At 3:00 p.m., the Seoul Central District Court, Civil Division 31 (Presiding Judge Nam In‑soo) will convene the second hearing in the lawsuit filed by Min and two others against HYBE over the share purchase price claim arising from Min’s put‑option exercise. In tandem, the court will also hold the fourth hearing in HYBE’s countersuit seeking confirmation that the shareholder agreement was terminated.

What the put option covers—and how Min’s claim is estimated

put option allows a shareholder, upon meeting agreed conditions, to require another party to purchase all or part of their shares at a pre‑set price. Min notified HYBE in November 2023 of her intent to exercise the put option under the shareholder agreement. Min holds 18% of ADOR and may exercise the put on 75% of that stake (13.5%).
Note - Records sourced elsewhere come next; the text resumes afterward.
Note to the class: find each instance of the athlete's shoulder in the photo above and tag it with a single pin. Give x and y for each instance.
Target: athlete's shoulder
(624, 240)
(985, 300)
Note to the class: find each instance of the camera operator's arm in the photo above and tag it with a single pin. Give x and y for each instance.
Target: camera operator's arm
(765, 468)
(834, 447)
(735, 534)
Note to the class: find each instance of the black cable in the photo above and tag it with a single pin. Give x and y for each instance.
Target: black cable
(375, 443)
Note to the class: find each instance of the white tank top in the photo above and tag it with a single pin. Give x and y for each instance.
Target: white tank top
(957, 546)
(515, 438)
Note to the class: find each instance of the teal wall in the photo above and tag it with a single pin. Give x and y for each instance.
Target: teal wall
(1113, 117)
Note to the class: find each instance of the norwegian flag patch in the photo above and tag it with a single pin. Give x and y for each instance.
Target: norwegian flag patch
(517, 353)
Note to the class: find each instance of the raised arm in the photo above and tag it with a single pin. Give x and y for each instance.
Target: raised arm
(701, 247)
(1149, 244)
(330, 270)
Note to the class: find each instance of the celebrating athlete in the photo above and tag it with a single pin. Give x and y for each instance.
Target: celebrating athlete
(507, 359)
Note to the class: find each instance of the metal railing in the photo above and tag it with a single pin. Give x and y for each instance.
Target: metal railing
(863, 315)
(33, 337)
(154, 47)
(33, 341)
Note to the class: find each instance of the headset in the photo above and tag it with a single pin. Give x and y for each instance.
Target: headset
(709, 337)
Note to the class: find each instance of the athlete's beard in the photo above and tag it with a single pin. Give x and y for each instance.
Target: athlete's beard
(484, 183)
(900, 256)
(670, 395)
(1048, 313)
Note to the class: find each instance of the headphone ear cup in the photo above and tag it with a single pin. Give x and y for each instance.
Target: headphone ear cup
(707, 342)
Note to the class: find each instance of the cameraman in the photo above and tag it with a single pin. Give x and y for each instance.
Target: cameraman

Per the agreement, the price basis is (average operating profit of ADOR for 2022–2023) × 13 ÷ total shares outstanding. With ADOR posting an operating loss of ₩4 billion in 2022 and an operating profit of ₩33.5 billion in 2023, Min’s receivable amount is estimated at about ₩26 billion.

HYBE vs Min Hee‑jin: Final Arguments Over ₩26 Billion Put‑Option Dispute Today credit: Sports Kyunghyang

Core issue: Was the shareholder agreement already terminated?

If the shareholder agreement was terminated, the put option would be unavailable. HYBE argues termination was lawful because Min planned and attempted to “take” NewJeans, allegedly breaching exclusive‑contract duties; therefore, Min cannot exercise the put.

Min’s side counters that a “taking” claim would require the members themselves to declare contract termination. They note the shareholder‑agreement dispute surfaced on July 8, while member termination declarations were in November—thus, Min exercised the put before any termination.

Today’s session and broader context

One witness requested by HYBE will testify today. After witness examination and both sides’ PT presentations, the court plans to set a ruling date.

HYBE and Min have been in conflict since April 2024, beginning with a struggle over ADOR’s management control. HYBE accused Min of attempted takeover and filed a criminal breach‑of‑duty complaint with the Yongsan Police Station. Although non‑indictment was decided in July, HYBE immediately filed an objection, leaving the matter unresolved.

As both parties conclude arguments over the ₩26 billion valuation, attention now turns to the court’s forthcoming decision.